Sport, 16 dicembre 2018

Marc Gisin senza airbag, Lara con: il salvavita che divide il circo bianco

Impressionanti le immagini dell’incidente avuto ieri dallo sciatore elvetico sulle nevi della Val Gardena. L’airbag non è obbligatorio ma in tanti iniziano a indossarlo, compresa la ticinese

VAL GARDENA (Italia) – Lo sci, si sa, è uno sport pericoloso nel quale, specie in discesa, si rischia davvero di farsi del male. Ne sa qualcosa, purtroppo, Marc Gisin protagonista ieri di un incredibile incidente durante la Discesa libera della Val Gardena, a causa del quale si è fratturato alcune costole.

L’elvetico non indossava l’airbag, sdoganato in gara nel 2015, ma che ancora fa discutere: l’uso è facoltativo. Progettato dalla Dainese, l’airbag per gli sciatori è un misto di tecnologia: grazie a diversi sensori individua la cadute rotazionali e si gonfia per proteggere le spalle, le clavicole e la cassa toracica. A partire da quest’anno anche la francese In&emotion ha presentato il suo airbag.
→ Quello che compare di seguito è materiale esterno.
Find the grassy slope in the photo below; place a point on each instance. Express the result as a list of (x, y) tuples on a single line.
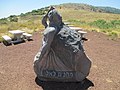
[(81, 18)]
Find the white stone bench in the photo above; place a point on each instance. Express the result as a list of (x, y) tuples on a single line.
[(7, 40), (27, 36)]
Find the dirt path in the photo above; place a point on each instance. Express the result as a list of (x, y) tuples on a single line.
[(16, 71)]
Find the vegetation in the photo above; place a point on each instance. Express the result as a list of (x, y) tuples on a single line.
[(82, 15)]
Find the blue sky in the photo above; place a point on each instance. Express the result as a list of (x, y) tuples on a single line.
[(15, 7)]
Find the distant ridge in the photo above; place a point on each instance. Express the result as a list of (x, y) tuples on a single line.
[(90, 8)]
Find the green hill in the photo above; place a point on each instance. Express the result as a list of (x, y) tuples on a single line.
[(85, 16)]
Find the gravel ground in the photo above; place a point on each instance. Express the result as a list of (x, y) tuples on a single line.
[(16, 61)]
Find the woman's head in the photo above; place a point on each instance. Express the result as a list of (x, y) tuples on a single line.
[(54, 17)]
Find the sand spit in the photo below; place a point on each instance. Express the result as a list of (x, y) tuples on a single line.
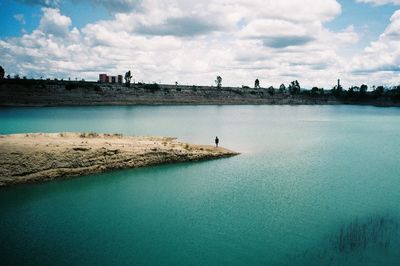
[(28, 158)]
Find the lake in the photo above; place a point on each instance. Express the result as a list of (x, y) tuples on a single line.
[(314, 185)]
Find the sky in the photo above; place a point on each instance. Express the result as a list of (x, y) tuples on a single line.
[(277, 41)]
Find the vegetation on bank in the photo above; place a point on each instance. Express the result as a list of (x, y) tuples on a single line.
[(354, 94)]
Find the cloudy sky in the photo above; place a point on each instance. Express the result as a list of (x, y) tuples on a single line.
[(277, 41)]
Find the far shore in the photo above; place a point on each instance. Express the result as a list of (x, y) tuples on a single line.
[(38, 157), (38, 93)]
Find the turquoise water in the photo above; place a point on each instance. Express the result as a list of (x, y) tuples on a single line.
[(314, 185)]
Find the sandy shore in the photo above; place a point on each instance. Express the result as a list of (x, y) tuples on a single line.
[(28, 158)]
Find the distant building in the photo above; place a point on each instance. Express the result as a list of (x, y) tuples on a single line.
[(103, 78)]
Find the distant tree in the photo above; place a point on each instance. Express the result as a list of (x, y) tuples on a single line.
[(314, 91), (282, 88), (337, 90), (218, 81), (128, 77), (2, 72), (294, 87), (363, 89), (350, 91)]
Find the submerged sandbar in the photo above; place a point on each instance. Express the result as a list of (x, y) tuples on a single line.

Ci si domanda se l’airbag avrebbe quindi potuto evitare il grave infortunio subìto da Marc Gisin, ma gli stessi campioni si dividono. Neanche la metà degli uomini lo indossano, mentre tra le donne sia Lindsey Vonn, che Mikaela Shiffrin che Sofia Goggia lo utilizzano.

Anche Lara Gut lo utilizza, dal momento che la Dainese è anche diventata partner della Svizzera. Ma in tanti continuano a sostenere che sia inutile, che non possa evitare alcuni infortuni: Svindal lo ha testato, ad esempio, e lo ha rinnegato. Ma è innegabile che in alcune situazioni, come quella di Mayer nel 2015 sempre in Val Gardena, l’airbag è stato determinante.

Insomma, chi ha ragione?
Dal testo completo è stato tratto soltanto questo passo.